Abstract

We consider the problem setting of a less-than-truckload carrier serving stochastic customer requests. Each request must be answered dynamically by accepting or rejecting it immediately. On the next day, accepted requests are served in routes using a set of vehicles with limited load capacity and route duration. After the request acceptance phase and before the fulfillment, multiple carriers participate in a combinatorial auction to exchange requests. An auctioneer allocates the bundles of requests to carriers according to their bids in a cost-minimizing way and distributes the auction profits. This type of horizontal collaboration provides cost savings and contributes to reducing negative impacts of transportation. We describe the carrier’s optimization problem of maximizing profit as a Markov decision process that comprises the sequential decisions in all phases, i.e., request acceptance, request selection for the auction, bidding, and routing.
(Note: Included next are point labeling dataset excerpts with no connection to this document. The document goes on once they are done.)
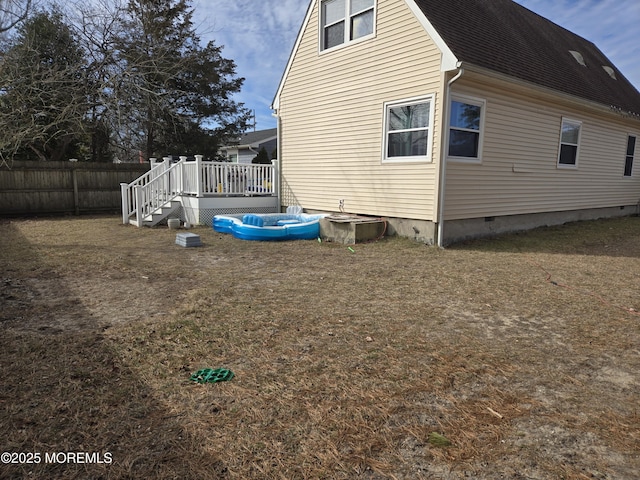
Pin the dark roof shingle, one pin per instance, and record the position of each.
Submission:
(505, 37)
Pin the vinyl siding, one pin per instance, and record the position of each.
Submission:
(332, 114)
(519, 173)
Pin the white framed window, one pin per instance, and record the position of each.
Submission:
(569, 143)
(408, 130)
(466, 126)
(628, 160)
(345, 21)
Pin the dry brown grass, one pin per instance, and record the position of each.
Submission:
(522, 351)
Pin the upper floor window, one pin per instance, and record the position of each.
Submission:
(408, 132)
(628, 162)
(569, 142)
(465, 128)
(344, 21)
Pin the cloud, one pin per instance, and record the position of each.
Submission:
(259, 35)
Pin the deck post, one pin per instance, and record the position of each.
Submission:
(199, 176)
(138, 197)
(124, 196)
(275, 174)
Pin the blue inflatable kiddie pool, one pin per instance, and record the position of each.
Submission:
(269, 226)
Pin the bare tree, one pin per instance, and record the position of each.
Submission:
(12, 12)
(43, 96)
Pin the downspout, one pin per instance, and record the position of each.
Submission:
(279, 157)
(444, 153)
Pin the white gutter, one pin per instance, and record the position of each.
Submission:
(443, 155)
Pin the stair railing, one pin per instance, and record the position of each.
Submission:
(151, 191)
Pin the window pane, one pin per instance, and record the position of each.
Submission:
(570, 133)
(334, 35)
(409, 116)
(407, 144)
(568, 154)
(362, 25)
(332, 11)
(463, 144)
(631, 146)
(628, 166)
(360, 5)
(464, 115)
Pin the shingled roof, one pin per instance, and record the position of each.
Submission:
(505, 37)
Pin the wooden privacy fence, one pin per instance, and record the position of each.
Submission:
(64, 187)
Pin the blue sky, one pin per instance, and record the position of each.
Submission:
(259, 35)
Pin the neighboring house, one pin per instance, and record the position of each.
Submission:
(454, 119)
(249, 144)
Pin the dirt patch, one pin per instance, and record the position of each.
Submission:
(521, 351)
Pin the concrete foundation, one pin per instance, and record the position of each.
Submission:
(460, 230)
(425, 231)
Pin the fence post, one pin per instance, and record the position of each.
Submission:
(76, 193)
(124, 195)
(199, 176)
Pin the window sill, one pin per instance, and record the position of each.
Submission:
(473, 161)
(347, 44)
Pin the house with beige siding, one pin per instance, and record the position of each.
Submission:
(454, 119)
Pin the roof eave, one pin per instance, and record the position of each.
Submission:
(581, 101)
(449, 61)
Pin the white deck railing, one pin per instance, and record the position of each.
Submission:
(166, 181)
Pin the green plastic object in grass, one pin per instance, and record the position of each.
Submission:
(208, 375)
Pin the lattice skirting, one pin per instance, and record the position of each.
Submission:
(207, 214)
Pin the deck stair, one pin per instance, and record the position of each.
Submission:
(170, 188)
(158, 215)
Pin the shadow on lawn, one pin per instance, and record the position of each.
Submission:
(618, 237)
(63, 391)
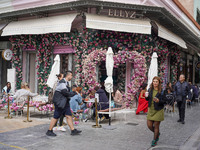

For solving a version of the vehicle routing problem with pickups and deliveries, heuristic approaches are proposed that achieve efficient and balanced routes. We design overbooking policies for strategically accepting more requests bearing in mind the options provided by the auction. Computational results show that – by trading requests in an auction – carriers can accept more requests than they could serve on their own. The carriers’ request acceptance decisions impact their individual profits and the overall collaboration savings. The largest benefits can be achieved with an overbooking policy that prescribes which requests should be accepted by all carriers, based on the locations of both the request and the carriers’ depots.